Report says Teamsters file U.S.-Mexico cross-border trucking lawsuit
September 06, 2011
Following the July announcement that the United States and Mexico had reached a cross-border trucking agreement, a Wall Street Journal report indicated that the Teamsters union has filed a lawsuit against the White House that intends to block the deal.
In July, U.S. Department of Transportation officials said that U.S. Transportation Secretary Ray LaHood and Mexico’s Secretaría de Comunicaciones y Transportes Dionisio Arturo Pèrez-Jàcome Friscione signed documents which will resolve the long-standing conflicts over cross-border trucking between the countries.
In June, Bloomberg reported that Mexican Economy Minister Bruno Ferrari said his country would soon sign a formal agreement to end a cross-border trucking dispute with the U.S, setting the stage for the Latin American country to remove punitive tariffs.
In 2009, the pilot program for cross-border trucking was eliminated as part of the White House’s $410 billion Omnibus Appropriations Act, H.R. 4105. Even through this program-killing measure was approved, that Obama administration said it would work to create a new cross-border, long distance trucking program between the U.S. and Mexico. Soon after the program was eliminated, the Mexican government said it would place tariffs on roughly 90 American agricultural and manufactured exports as payback for the U.S. decision to shutter the program.
These tariffs amount to $2.4 billion of American goods, ranging from fruit juices to pet food to deodorant, among others, ranging from 10 percent to 45 percent, with affected products coming from 40 states.
The WSJ report stated that the Teamsters’ suit was filed in the U.S. Court of Appeals for the Ninth Circuit in San Francisco by the Teamsters and Public Citizen against the DOT and the Federal Motor Carrier Safety Administration.
According to the report, the complaint alleges that the “pilot program sets standards that aren’t stringent enough for Mexican trucks and drivers,” adding that the cross-border trucking program, which is expected to kick off with a pilot program in the next 30-to-60 days, waives a law requiring trucks to display proof of meeting federal safety standards.
And it added that the Teamsters maintain the program is “faulty,” because it includes standards that are impossible for Mexico to meet, including providing comparable access to U.S. trucks, which is required, because ultra-low-sulfur diesel fuel is not widely enough available in Mexico.
The July agreement between the two countries is focused on a safety-first program, coupled with lifting the tariffs, which DOT said will in turn provide opportunities to increase Mexico-bound U.S. exports and create job opportunities. And it will also ensure that Mexico will suspend 50 percent of the retaliatory tariffs within ten days and also suspend the remainder of the tariffs within five days of the first Mexican trucking company receiving its U.S. operating authority.

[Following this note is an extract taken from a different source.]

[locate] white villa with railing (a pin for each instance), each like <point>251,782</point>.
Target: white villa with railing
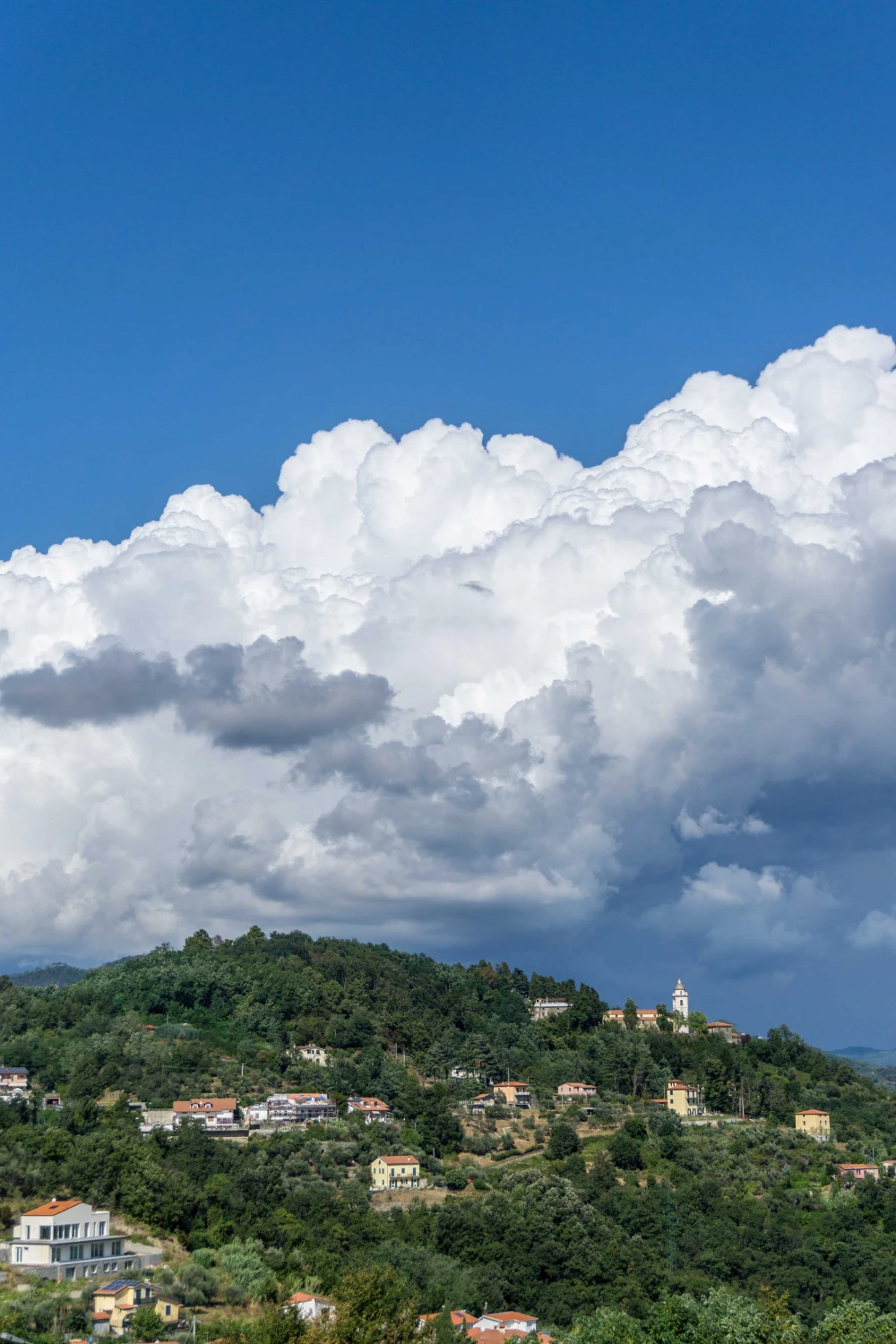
<point>66,1238</point>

Tariffs ranging from five to 25 percent on various U.S. agricultural and industrial products would be halved immediately and disappear within months.
Other components of the deal include:
-Mexican trucks being required to comply with all Federal Motor Carrier Safety Administration (FMCSA) safety standards and trucks must have electronic monitoring systems to track hours-of-service compliance;
-the U.S. DOT reviewing the complete driver record of each driver and require drug testing samples to be analyzed in Department of Health and Human Services-certified laboratories located in the U.S.;
-DOT will require drivers to undergo an assessment of their ability to understand the English language and U.S. traffic signs; and
-the agreement ensures that Mexico will provide reciprocal authority for U.S. carriers to engage in cross-border long-haul operations into that country.
In January, LaHood shared “an initial concept document” with members of Congress for a long-haul cross-border Mexican trucking program. This document prioritized safety while satisfying the United States’ international obligations.
LaHood said at the SMC3 Winter Conference in January it was likely there will be a final agreement by mid-year for the cross-border trucking program, adding that there is pent-up demand from both Mexico and the U.S. to get a final plan in place. He added that this new plan was done without input from the Mexican government and was based largely on feedback from Congress and industry stakeholders.
Wayne Johnson, manager, carrier relations at Owens Corning, told LM that from a shipper’s perspective that this agreement is a good thing and there should not be too much initial pain from either side.
“I don’t think the agreement is going to change too much for shippers other than there are a few Mexican carriers who will try to come into the country as best they possibly can in certain parts,” said Johnson. “I think it will be a slow impact initially, but it will be a good impact for shippers, because it will bring more competition into the U.S. and reduce freight rates heading down into Mexico, as Mexican carriers move freight up here and also head back home. It is good for U.S. shippers and the U.S. economy and Mexican and U.S. carriers, too.”